The run function will keep running until the LLM feels that the users question can be answered.

print(WebAssistant().run("What are the top 5 smartphones"))
# > 1. **iPhone 15 Pro Max**
#      - **Best Overall:**
#        - The iPhone 15 Pro Max offers a powerful A17 chipset, a versatile camera system with a 5x zoom telephoto lens, and a premium design with titanium sides. It's noted for its remarkable battery life and robust performance.
#
#   2. **Samsung Galaxy S24 Ultra**
#      - **Best Samsung Phone:**
#        - The Galaxy S24 Ultra features a Qualcomm Snapdragon 8 Gen 3 processor, a stunning OLED display, and a highly capable camera system with a new 50MP shooter for 5x zoom. It stands out for its AI capabilities and impressive battery life.
#
#   3. **Google Pixel 8 Pro**
#      - **Smartest Camera:**
#        - The Pixel 8 Pro is celebrated for its AI-driven photo-editing features, including Magic Editor and Magic Audio Eraser. It sports a Tensor G3 chip, a high-resolution display, and enhanced camera sensors, providing excellent low-light performance and a support period extending to seven years of updates.
#
#   4. **Google Pixel 8a**
#      - **Best Under $500:**
#        - The Pixel 8a delivers high performance with its Tensor G3 chipset, a bright OLED display, and strong camera capabilities for its price range. It also offers Google's AI features and promises seven years of updates, making it an excellent budget option.
#
#   5. **iPhone 15**
#      - **Best iPhone Value:**
#        - The iPhone 15 includes a 48MP main camera, supports USB-C, and features Apple's A16 Bionic chipset. It provides good value with solid performance, camera quality, and a user-friendly experience.
#
#   These smartphones have been chosen based on their overall performance, camera capabilities, battery life, and additional features like AI integration and long-term software support.

Note that by giving the LLM the current date, it'll automatically search for the most up-to-date information.

Check out Evaluating Web Search Agent for an in-depth guide on how we evaluate the quality of our agent.

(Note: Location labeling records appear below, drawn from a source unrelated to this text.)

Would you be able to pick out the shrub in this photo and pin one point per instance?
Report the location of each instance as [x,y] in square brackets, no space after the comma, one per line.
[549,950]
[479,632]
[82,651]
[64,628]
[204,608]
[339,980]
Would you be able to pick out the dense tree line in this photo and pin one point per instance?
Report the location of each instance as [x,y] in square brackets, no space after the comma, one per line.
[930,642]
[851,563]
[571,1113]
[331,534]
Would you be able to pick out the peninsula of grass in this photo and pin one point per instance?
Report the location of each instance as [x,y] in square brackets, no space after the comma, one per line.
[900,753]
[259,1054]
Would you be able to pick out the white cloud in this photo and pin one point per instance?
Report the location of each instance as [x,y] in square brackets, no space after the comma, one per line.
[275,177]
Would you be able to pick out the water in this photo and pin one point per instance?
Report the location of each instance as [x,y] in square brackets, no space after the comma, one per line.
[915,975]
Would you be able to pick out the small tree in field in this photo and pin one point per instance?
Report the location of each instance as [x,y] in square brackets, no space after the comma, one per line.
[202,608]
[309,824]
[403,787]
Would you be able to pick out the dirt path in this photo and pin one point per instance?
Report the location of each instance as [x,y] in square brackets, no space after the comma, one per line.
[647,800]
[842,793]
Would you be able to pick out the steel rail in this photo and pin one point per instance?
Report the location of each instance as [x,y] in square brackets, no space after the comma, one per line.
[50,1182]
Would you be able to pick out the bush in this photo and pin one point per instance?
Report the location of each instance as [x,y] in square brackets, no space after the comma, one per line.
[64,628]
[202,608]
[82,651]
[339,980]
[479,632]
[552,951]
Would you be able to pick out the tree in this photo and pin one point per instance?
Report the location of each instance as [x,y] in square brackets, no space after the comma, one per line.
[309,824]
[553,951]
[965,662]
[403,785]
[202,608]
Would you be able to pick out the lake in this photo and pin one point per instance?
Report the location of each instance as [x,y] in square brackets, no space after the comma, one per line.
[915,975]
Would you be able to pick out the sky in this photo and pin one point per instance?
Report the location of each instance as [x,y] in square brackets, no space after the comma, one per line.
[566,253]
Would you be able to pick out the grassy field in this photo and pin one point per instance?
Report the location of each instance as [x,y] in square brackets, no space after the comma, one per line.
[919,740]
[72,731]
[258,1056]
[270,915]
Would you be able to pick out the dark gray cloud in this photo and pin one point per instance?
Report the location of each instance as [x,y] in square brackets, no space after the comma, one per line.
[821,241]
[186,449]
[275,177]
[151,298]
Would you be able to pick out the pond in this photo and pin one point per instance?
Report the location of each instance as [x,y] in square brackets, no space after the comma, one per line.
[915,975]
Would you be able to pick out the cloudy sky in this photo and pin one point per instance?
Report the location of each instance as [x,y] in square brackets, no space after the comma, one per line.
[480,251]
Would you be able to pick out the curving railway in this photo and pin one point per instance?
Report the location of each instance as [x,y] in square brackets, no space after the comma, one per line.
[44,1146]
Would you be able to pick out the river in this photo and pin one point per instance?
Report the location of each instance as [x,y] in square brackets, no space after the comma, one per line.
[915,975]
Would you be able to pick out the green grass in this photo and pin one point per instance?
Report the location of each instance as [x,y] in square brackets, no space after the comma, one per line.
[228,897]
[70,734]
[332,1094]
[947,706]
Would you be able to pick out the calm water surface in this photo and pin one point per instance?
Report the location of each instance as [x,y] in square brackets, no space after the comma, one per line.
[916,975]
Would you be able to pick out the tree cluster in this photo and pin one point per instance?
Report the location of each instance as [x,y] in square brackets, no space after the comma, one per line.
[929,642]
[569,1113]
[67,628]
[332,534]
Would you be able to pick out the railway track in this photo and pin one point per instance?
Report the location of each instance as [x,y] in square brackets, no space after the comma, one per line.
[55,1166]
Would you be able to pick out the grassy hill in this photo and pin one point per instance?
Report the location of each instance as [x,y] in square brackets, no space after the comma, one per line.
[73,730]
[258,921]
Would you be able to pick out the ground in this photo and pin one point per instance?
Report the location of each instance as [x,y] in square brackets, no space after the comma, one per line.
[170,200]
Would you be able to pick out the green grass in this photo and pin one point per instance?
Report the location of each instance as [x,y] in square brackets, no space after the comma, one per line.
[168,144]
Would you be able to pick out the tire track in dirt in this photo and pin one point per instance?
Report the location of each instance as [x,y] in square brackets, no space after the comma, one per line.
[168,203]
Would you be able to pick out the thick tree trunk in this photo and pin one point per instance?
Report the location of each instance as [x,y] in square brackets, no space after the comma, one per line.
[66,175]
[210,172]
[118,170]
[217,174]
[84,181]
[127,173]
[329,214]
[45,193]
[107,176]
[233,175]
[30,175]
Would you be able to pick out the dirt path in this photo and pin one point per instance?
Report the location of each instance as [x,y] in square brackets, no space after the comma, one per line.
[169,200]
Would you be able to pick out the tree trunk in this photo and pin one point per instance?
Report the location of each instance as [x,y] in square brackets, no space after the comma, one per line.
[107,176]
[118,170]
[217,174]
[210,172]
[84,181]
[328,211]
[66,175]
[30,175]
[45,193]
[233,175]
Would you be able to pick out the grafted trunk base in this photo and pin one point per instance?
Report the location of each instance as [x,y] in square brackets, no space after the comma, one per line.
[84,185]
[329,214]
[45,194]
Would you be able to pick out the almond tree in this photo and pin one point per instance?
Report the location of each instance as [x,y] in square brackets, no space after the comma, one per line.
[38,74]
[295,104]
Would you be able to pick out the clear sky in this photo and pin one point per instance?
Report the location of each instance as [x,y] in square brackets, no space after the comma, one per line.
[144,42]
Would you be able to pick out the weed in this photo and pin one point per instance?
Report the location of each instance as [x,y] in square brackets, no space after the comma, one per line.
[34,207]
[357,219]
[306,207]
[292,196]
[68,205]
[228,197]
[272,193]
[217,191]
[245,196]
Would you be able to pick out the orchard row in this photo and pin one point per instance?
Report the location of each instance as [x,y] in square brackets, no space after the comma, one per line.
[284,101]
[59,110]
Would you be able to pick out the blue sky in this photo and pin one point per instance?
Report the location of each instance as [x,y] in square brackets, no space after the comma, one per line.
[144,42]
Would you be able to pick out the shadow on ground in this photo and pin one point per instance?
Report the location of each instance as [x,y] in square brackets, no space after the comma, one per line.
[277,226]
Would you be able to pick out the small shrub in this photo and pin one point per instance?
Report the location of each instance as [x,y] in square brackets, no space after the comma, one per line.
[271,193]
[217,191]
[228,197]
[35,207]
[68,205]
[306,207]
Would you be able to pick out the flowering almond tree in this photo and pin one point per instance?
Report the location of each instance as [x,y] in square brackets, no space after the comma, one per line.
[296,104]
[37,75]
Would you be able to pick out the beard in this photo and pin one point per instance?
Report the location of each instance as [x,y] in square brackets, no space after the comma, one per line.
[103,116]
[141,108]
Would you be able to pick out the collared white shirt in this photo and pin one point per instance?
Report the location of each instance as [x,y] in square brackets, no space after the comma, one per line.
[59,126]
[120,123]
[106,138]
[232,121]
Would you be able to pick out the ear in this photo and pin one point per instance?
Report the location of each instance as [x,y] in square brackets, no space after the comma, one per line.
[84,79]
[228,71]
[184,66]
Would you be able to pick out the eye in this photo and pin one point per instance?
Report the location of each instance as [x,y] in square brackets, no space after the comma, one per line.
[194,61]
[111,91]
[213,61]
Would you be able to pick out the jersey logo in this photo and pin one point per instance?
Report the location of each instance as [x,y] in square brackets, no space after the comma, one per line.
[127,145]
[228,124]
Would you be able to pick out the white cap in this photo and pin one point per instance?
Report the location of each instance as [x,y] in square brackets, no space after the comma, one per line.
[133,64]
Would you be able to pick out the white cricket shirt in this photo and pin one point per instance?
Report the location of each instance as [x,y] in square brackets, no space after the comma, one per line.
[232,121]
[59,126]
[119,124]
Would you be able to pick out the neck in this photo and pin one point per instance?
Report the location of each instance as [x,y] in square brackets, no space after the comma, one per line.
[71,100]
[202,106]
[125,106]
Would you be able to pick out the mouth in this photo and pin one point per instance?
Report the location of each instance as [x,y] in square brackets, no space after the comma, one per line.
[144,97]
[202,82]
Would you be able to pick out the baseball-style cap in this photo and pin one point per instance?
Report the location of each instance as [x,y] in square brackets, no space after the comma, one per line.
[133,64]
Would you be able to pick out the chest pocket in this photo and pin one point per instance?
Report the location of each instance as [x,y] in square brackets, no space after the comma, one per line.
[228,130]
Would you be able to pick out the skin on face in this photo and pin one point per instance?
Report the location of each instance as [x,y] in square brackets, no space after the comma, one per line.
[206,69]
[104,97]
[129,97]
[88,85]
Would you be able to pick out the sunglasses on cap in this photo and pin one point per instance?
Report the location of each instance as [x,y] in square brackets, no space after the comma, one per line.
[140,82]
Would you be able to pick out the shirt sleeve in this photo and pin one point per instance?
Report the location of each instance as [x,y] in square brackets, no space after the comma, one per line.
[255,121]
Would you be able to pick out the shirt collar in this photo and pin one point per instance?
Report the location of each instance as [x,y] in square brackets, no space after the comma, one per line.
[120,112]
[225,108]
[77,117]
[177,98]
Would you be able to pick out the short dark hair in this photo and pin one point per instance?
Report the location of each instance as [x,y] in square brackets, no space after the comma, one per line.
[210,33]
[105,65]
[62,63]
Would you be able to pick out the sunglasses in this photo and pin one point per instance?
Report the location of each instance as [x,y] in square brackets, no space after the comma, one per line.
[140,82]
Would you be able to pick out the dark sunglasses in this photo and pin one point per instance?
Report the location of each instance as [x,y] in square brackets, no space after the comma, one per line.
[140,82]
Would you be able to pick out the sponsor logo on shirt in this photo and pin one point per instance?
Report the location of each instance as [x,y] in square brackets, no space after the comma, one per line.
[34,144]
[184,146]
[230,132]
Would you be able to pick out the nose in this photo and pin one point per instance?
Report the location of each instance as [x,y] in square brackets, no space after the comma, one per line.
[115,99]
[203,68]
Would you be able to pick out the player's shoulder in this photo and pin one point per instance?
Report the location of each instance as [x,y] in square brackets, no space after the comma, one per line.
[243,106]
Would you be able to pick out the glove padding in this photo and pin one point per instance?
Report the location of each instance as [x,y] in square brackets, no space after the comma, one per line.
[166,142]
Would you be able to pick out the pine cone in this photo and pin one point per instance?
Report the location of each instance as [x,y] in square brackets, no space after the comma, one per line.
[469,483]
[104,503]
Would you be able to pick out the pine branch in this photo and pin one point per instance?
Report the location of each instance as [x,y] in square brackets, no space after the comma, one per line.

Additional Real-World Applications

Advanced Research Assistant
- Stay updated on latest developments in rapidly evolving fields
Personalized Education
- Create customized learning materials based on current curricula
Business Intelligence
- Assist in data-driven decision making with real-time insights
Technical Support and Troubleshooting
- Assist in debugging by referencing current documentation
Travel Planning
- Provide updates on travel restrictions, local events, and weather
Journalism and Fact-Checking
- Help identify and combat misinformation
Environmental Monitoring
- Track and analyze current climate data

When adapting this recipe, consider:

Optimizing the search by utilizing async to increase parallelism.
When targeting specific websites for scraping purposes, use response_model to extract the specific information you're looking for across websites with similar content.
Implement a feedback loop so the LLM can rewrite the query for better search results.
Reduce the number of tokens used by storing the extracted webpages as embeddings in a vectorstore and retrieving only what is necessary.
Make a more specific web search agent for your use-case rather than a general purpose web search agent.